Follow the Path of the Freedom Riders in This Interactive Map

These civil rights activists showed true courage in telling the nation about the segregated South

Even though the Civil War marked the end of slavery, African-Americans fought for equal rights throughout the century that followed. In the post-Reconstruction era, Jim Crow laws arose and the American South became a region of two segregated societies – whites and African Americans. Attempts to tear down this system in the courts bore little to no fruit. In 1896, the Supreme Court ruled in Plessy v. Ferguson that “separate but equal” accommodations in public places were legal, enshrining a public policy that stayed on the books for decades.

The decision in Brown v. Board of Education that overturned Plessy marked one of the first major victories of the ever-growing Civil Rights Movement. That decision was followed by the Interstate Commerce Commission’s (ICC) decision to ban segregation on interstate bus travel and then in 1960, the Court ruled that the terminals and waiting areas themselves, including restaurants, could not be segregated. The ICC however, neglected to truly enforce its own rules and jurisdiction.

In 1961, a group of black and white individuals decided to take their frustration with the permanence of segregation, and the federal government’s disinterest in putting an end to the discrimination, to a further level. They decided to test the limits of Jim Crow laws by riding two buses together into the Deep South. Two groups, the Congress of Racial Equality (CORE) and Student Nonviolent Coordinating Committee (SNCC) sponsored the Freedom Riders on their nonviolent protests of Southern segregation.

On May 4, 13 CORE and SNCC members embarked on their Freedom Ride through the American South with plans to engage in nonviolent protest and ensure that desegregation in public locales was being enforced. Many were seasoned protesters; some had even been arrested before. The overall goal was increasing awareness and decreasing segregation.

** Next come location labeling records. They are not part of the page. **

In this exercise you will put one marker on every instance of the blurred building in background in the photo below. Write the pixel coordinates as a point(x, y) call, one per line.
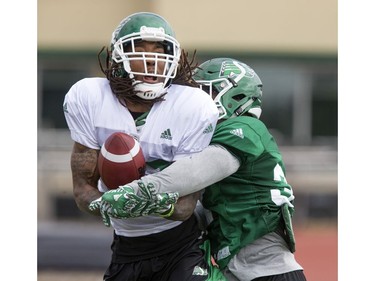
point(292, 45)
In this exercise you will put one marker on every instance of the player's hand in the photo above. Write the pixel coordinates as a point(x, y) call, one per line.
point(147, 202)
point(124, 203)
point(104, 209)
point(111, 204)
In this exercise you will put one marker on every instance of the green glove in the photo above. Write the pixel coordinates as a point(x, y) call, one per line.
point(145, 202)
point(124, 203)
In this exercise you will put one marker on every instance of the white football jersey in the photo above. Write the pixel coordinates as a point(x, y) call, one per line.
point(177, 127)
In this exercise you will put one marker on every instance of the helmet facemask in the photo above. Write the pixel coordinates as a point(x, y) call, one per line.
point(124, 52)
point(234, 87)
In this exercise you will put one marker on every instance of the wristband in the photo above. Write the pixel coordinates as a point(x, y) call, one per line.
point(169, 212)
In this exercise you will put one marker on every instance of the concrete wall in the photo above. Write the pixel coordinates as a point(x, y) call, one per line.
point(290, 26)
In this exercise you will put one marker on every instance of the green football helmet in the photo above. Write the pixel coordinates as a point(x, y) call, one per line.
point(234, 86)
point(147, 27)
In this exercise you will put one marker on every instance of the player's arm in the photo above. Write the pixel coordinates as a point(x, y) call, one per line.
point(191, 174)
point(185, 206)
point(85, 176)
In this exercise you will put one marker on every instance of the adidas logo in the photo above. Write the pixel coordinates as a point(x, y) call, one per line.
point(65, 107)
point(209, 129)
point(237, 132)
point(200, 271)
point(166, 135)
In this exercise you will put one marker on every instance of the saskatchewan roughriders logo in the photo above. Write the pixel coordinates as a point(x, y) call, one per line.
point(232, 69)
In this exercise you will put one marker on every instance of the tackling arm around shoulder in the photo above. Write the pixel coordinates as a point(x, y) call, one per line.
point(85, 176)
point(191, 174)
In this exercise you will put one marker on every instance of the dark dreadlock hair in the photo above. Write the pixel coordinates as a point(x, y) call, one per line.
point(123, 88)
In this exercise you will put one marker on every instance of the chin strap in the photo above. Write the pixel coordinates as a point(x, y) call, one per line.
point(149, 91)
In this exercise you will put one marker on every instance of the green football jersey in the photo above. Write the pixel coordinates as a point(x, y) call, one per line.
point(247, 204)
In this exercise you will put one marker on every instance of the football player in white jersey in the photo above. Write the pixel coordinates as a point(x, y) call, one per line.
point(250, 202)
point(148, 92)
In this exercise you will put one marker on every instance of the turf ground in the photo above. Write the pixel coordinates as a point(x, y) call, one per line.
point(316, 251)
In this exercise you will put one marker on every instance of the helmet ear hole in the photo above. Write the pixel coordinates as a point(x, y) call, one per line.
point(239, 97)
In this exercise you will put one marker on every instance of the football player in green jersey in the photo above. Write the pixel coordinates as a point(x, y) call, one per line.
point(248, 201)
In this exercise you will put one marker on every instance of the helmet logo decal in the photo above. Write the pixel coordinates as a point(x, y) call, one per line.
point(229, 69)
point(118, 28)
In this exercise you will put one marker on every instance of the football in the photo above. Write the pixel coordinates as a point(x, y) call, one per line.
point(120, 160)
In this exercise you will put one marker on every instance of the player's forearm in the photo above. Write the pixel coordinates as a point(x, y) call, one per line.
point(85, 176)
point(185, 207)
point(191, 174)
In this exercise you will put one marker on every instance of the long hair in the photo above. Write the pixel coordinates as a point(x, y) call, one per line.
point(122, 85)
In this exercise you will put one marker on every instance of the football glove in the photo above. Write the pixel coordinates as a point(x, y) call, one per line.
point(124, 203)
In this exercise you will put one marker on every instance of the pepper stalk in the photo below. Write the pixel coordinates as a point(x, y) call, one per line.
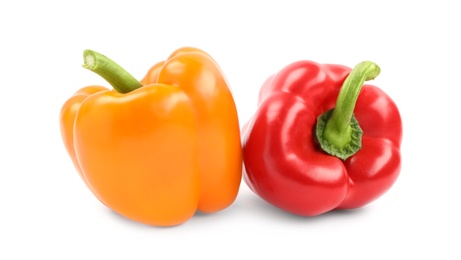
point(337, 130)
point(114, 74)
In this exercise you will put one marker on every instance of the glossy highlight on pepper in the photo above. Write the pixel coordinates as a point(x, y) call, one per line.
point(159, 149)
point(321, 139)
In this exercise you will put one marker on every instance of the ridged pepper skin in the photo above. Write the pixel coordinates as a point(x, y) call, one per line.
point(283, 161)
point(159, 153)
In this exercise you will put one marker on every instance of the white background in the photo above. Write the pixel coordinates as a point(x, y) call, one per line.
point(46, 212)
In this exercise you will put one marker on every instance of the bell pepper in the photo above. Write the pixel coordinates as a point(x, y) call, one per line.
point(156, 150)
point(321, 139)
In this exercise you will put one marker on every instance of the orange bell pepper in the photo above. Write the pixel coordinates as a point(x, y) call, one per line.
point(159, 149)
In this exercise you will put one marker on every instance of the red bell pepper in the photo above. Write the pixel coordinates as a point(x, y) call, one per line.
point(322, 140)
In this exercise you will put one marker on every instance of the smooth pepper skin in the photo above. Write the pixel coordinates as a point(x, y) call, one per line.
point(161, 152)
point(283, 162)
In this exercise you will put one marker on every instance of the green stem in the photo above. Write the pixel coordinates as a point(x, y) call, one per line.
point(339, 132)
point(114, 74)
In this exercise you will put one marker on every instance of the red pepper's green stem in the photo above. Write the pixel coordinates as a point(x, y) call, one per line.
point(119, 78)
point(339, 134)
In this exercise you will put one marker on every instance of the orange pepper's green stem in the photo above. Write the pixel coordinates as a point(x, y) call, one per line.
point(338, 132)
point(114, 74)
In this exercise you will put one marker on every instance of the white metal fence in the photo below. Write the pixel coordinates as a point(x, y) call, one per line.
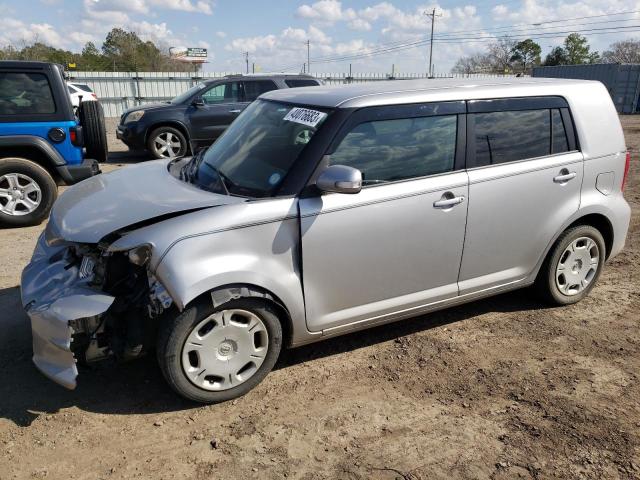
point(118, 91)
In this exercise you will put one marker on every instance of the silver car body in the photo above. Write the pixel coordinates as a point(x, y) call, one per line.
point(338, 263)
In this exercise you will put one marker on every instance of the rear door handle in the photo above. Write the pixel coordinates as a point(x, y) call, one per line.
point(564, 176)
point(447, 201)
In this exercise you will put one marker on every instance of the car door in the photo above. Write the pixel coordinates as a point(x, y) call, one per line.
point(221, 104)
point(397, 244)
point(525, 175)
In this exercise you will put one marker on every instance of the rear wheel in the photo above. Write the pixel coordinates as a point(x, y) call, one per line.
point(167, 142)
point(93, 127)
point(211, 355)
point(573, 266)
point(27, 192)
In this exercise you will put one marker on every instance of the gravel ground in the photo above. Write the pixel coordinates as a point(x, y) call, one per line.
point(501, 388)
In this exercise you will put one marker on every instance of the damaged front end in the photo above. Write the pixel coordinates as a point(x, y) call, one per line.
point(86, 304)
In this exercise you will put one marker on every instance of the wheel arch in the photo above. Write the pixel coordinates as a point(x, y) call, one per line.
point(32, 152)
point(225, 293)
point(595, 217)
point(601, 223)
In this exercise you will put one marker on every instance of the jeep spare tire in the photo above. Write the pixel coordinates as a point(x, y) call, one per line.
point(93, 128)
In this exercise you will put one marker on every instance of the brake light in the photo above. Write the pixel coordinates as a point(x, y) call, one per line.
point(627, 164)
point(75, 135)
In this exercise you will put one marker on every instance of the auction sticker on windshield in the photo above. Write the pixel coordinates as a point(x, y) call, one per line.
point(305, 116)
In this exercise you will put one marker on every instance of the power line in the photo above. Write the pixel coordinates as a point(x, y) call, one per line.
point(480, 39)
point(383, 48)
point(433, 22)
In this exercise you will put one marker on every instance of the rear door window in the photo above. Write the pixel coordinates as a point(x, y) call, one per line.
point(509, 136)
point(399, 149)
point(223, 93)
point(255, 88)
point(25, 94)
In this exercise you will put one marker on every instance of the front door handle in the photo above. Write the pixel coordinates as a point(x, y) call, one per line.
point(564, 176)
point(448, 201)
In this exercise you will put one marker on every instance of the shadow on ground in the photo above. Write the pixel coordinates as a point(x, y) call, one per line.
point(138, 387)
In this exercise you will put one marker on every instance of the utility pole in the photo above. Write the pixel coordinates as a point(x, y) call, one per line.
point(433, 21)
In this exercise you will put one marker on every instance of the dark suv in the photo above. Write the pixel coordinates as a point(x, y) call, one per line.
point(198, 116)
point(43, 141)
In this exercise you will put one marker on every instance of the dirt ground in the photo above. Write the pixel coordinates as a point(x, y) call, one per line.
point(502, 388)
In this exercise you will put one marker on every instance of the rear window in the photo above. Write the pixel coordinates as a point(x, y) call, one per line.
point(254, 89)
point(292, 83)
point(25, 94)
point(84, 88)
point(517, 135)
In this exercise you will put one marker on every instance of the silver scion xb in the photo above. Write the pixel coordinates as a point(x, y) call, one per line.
point(325, 210)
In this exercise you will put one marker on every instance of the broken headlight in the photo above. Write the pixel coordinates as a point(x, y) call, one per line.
point(140, 255)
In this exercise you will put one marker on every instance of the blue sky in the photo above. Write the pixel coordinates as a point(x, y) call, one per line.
point(274, 32)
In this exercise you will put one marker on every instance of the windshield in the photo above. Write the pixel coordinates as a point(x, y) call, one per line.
point(185, 95)
point(256, 152)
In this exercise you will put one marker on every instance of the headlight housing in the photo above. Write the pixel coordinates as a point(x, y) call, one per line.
point(140, 255)
point(134, 116)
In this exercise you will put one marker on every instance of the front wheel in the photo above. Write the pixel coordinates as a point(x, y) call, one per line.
point(27, 192)
point(573, 266)
point(211, 355)
point(167, 142)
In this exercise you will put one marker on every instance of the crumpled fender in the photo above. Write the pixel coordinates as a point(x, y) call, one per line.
point(53, 295)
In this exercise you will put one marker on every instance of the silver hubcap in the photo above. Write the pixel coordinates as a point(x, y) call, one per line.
point(225, 350)
point(167, 144)
point(19, 194)
point(578, 266)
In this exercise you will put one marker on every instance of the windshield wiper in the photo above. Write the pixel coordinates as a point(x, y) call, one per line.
point(189, 170)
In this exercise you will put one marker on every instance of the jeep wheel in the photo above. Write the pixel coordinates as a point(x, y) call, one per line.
point(167, 142)
point(93, 128)
point(27, 192)
point(211, 355)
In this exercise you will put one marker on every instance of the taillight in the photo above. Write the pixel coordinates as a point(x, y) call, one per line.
point(75, 135)
point(627, 164)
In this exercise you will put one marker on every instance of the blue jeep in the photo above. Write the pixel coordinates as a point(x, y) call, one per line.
point(43, 143)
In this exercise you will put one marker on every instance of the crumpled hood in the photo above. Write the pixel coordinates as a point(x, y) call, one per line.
point(100, 205)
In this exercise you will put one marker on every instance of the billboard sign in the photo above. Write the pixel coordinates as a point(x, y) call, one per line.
point(188, 55)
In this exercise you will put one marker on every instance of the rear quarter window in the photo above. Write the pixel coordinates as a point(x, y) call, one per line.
point(293, 83)
point(25, 94)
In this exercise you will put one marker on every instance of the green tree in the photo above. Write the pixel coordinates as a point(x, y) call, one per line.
point(557, 56)
point(578, 51)
point(526, 53)
point(625, 51)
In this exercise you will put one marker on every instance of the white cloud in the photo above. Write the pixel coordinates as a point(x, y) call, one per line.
point(359, 24)
point(147, 7)
point(326, 12)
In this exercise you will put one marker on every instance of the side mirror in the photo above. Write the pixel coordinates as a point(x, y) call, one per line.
point(340, 179)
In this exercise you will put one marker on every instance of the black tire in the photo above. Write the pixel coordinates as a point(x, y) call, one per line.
point(94, 131)
point(48, 192)
point(546, 283)
point(176, 328)
point(171, 132)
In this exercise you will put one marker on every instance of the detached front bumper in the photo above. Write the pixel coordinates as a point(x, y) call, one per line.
point(53, 295)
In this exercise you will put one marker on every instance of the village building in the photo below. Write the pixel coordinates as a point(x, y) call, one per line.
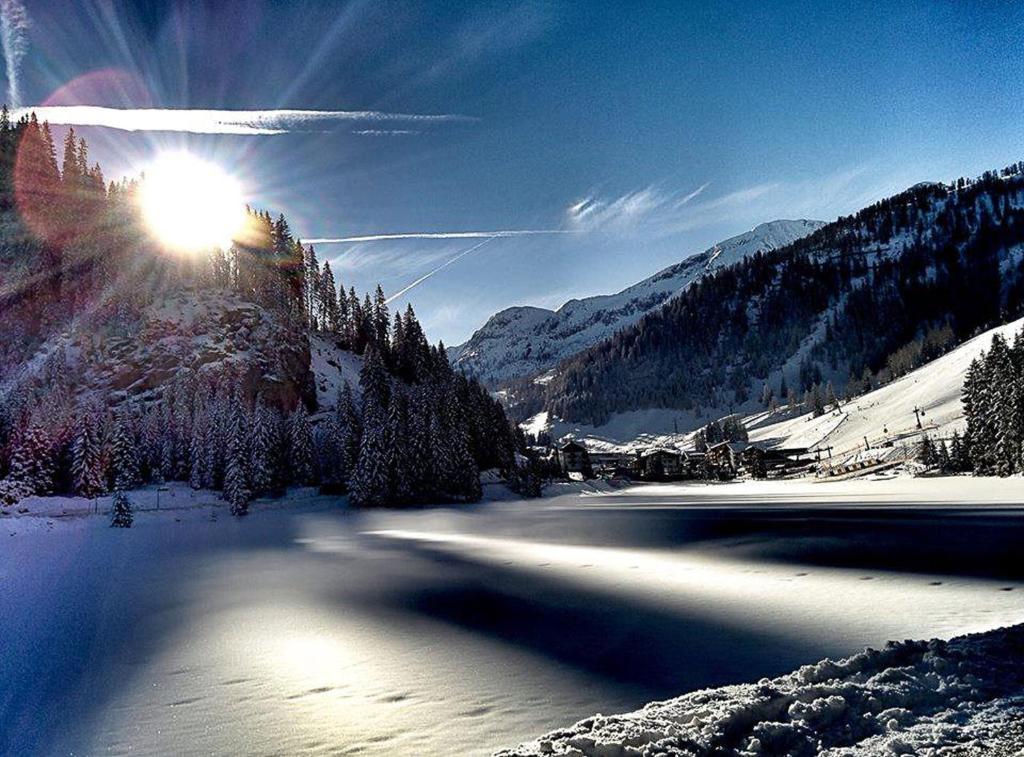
point(659, 463)
point(573, 458)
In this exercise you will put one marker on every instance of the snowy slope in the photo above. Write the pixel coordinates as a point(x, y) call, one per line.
point(887, 413)
point(180, 333)
point(883, 415)
point(520, 341)
point(332, 367)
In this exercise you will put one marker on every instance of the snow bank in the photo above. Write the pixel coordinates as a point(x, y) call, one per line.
point(961, 697)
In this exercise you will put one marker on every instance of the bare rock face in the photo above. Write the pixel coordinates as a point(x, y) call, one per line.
point(198, 332)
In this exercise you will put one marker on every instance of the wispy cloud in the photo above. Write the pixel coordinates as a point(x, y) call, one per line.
point(654, 212)
point(223, 122)
point(627, 212)
point(436, 235)
point(386, 132)
point(438, 268)
point(13, 25)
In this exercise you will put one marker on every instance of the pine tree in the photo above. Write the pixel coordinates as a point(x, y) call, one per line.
point(237, 474)
point(87, 471)
point(371, 478)
point(262, 451)
point(123, 516)
point(927, 454)
point(32, 462)
point(350, 426)
point(328, 297)
point(300, 448)
point(125, 454)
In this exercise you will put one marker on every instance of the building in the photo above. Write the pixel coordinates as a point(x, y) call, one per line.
point(659, 463)
point(723, 458)
point(573, 458)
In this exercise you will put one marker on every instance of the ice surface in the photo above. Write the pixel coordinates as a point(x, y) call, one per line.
point(306, 628)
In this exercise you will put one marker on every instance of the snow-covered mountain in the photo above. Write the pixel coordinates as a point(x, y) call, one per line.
point(522, 341)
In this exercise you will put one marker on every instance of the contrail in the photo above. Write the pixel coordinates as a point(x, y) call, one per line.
point(218, 122)
point(13, 25)
point(443, 265)
point(438, 235)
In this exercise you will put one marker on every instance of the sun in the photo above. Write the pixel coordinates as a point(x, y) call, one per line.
point(190, 204)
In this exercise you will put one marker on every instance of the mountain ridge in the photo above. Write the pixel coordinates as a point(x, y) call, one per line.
point(523, 340)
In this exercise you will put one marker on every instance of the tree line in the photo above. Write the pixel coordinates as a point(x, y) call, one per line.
point(412, 431)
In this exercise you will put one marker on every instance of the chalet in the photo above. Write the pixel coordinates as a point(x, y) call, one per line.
point(755, 461)
point(659, 463)
point(573, 458)
point(724, 458)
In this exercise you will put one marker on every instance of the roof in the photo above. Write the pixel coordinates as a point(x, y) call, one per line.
point(572, 444)
point(660, 450)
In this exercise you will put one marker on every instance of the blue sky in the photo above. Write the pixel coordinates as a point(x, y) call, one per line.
point(642, 131)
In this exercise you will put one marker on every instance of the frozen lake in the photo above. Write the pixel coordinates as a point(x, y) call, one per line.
point(322, 631)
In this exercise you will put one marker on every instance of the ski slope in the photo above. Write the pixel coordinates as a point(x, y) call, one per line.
point(521, 341)
point(887, 414)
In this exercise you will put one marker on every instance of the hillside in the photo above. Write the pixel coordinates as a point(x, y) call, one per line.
point(887, 414)
point(521, 341)
point(867, 297)
point(128, 360)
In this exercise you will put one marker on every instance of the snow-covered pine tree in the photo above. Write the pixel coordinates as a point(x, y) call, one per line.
point(300, 448)
point(1004, 413)
point(262, 455)
point(328, 298)
point(123, 517)
point(200, 473)
point(311, 291)
point(125, 450)
point(422, 474)
point(400, 487)
point(237, 473)
point(927, 453)
point(942, 458)
point(344, 318)
point(32, 461)
point(957, 458)
point(371, 480)
point(350, 426)
point(89, 478)
point(381, 325)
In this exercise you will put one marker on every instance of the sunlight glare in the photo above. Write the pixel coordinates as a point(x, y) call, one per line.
point(190, 204)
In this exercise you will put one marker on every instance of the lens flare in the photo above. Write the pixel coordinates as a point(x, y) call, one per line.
point(190, 204)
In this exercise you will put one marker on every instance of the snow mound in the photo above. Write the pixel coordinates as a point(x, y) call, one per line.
point(958, 697)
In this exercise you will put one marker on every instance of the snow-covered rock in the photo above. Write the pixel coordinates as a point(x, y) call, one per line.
point(961, 697)
point(521, 341)
point(332, 367)
point(187, 331)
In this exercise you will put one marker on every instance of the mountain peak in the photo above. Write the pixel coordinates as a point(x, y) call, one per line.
point(522, 341)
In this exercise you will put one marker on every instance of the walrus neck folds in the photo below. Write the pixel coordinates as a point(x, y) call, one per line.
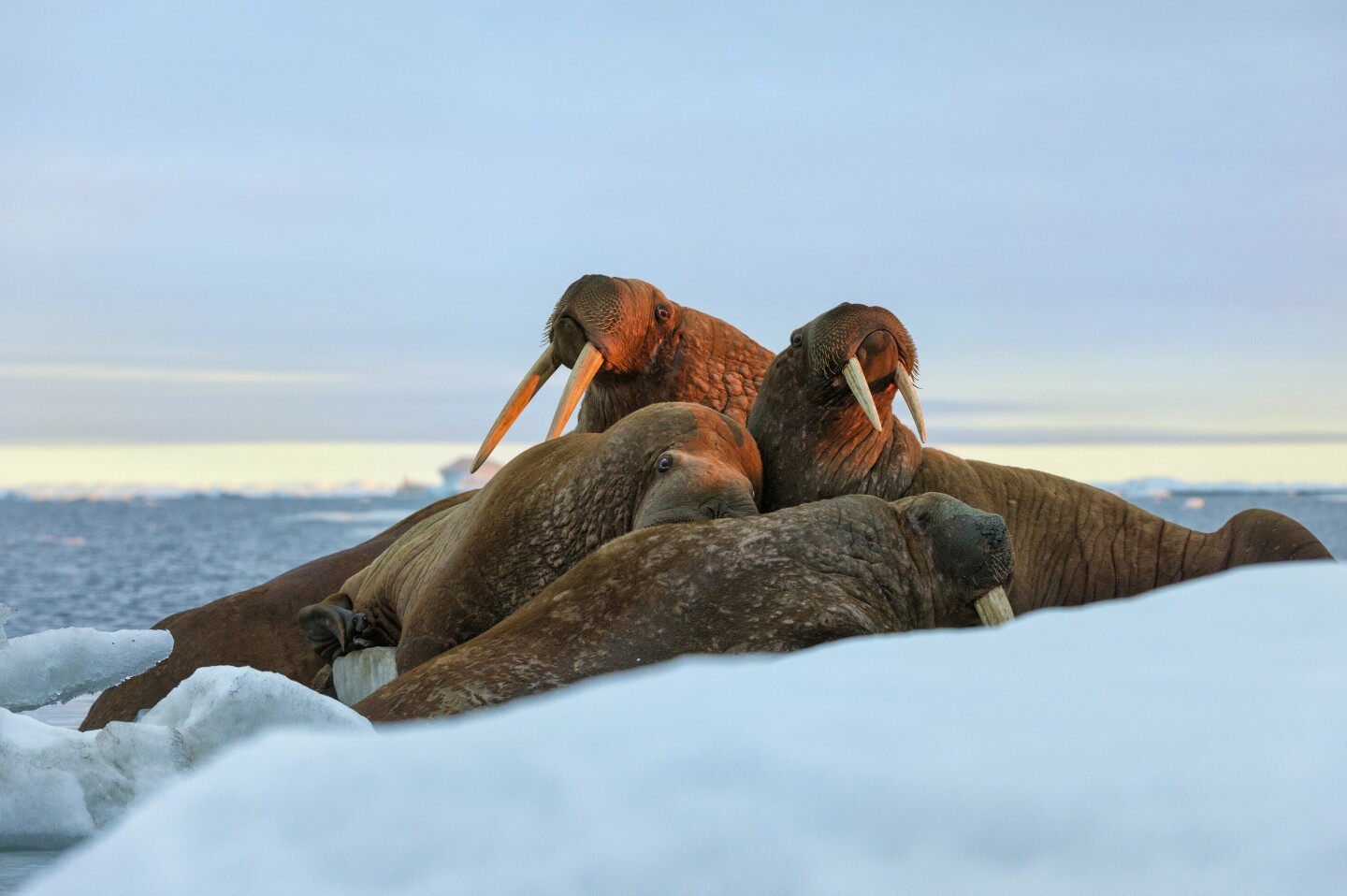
point(813, 453)
point(704, 361)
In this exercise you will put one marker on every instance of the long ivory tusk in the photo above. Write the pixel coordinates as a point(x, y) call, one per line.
point(587, 366)
point(994, 606)
point(542, 369)
point(909, 395)
point(861, 390)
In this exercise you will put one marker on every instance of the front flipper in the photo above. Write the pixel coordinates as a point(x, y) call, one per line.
point(336, 630)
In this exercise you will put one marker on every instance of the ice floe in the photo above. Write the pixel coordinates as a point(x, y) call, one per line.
point(58, 786)
point(54, 666)
point(1190, 740)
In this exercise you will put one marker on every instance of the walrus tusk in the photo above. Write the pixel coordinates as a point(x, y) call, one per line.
point(909, 395)
point(994, 606)
point(542, 369)
point(861, 390)
point(587, 366)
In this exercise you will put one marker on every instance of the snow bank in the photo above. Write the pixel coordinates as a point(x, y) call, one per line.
point(54, 666)
point(224, 703)
point(1187, 742)
point(58, 786)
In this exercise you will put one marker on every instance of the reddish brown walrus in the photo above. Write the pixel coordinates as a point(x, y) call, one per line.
point(630, 346)
point(652, 349)
point(461, 571)
point(250, 629)
point(823, 426)
point(784, 581)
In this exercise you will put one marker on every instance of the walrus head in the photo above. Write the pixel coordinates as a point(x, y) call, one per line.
point(628, 345)
point(601, 326)
point(823, 413)
point(695, 464)
point(964, 553)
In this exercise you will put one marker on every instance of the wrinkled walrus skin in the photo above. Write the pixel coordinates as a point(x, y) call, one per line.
point(1074, 543)
point(459, 572)
point(777, 583)
point(250, 629)
point(645, 349)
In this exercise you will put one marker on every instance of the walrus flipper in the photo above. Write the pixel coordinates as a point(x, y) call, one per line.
point(336, 630)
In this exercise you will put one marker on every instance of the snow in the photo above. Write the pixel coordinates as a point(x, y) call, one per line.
point(224, 703)
point(1191, 740)
point(361, 672)
point(58, 664)
point(58, 786)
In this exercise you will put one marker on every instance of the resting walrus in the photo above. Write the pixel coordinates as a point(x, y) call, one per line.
point(823, 426)
point(652, 354)
point(251, 629)
point(777, 583)
point(630, 346)
point(461, 571)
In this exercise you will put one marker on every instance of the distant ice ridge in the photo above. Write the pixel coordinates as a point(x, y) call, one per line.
point(58, 786)
point(1185, 742)
point(58, 664)
point(1163, 486)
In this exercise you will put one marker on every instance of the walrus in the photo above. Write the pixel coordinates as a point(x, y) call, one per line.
point(654, 349)
point(461, 571)
point(783, 581)
point(825, 426)
point(628, 345)
point(254, 627)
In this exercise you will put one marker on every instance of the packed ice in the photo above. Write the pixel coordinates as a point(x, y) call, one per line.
point(1190, 740)
point(58, 664)
point(58, 786)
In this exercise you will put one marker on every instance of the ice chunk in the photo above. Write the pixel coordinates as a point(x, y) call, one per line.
point(219, 705)
point(54, 666)
point(58, 786)
point(1180, 743)
point(361, 672)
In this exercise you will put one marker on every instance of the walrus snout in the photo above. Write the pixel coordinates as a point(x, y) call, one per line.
point(970, 546)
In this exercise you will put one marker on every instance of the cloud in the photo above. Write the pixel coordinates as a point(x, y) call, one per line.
point(177, 375)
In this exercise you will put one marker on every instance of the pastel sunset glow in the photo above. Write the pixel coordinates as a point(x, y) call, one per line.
point(322, 251)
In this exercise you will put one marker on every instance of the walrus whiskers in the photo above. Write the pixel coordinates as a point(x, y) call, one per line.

Their story, as told in the map above is one of resilience and perseverance. Some of the names are recognizable, including Martin Luther King, Robert Kennedy, and John Lewis, while some of the Riders themselves, such as Diane Nash and Henry Thomas, are lesser-known. Facing threats from the Ku Klux Klan and Bull Connor, these protestors played a crucial part in bringing the cruelties of the Jim Crow South to a national audience.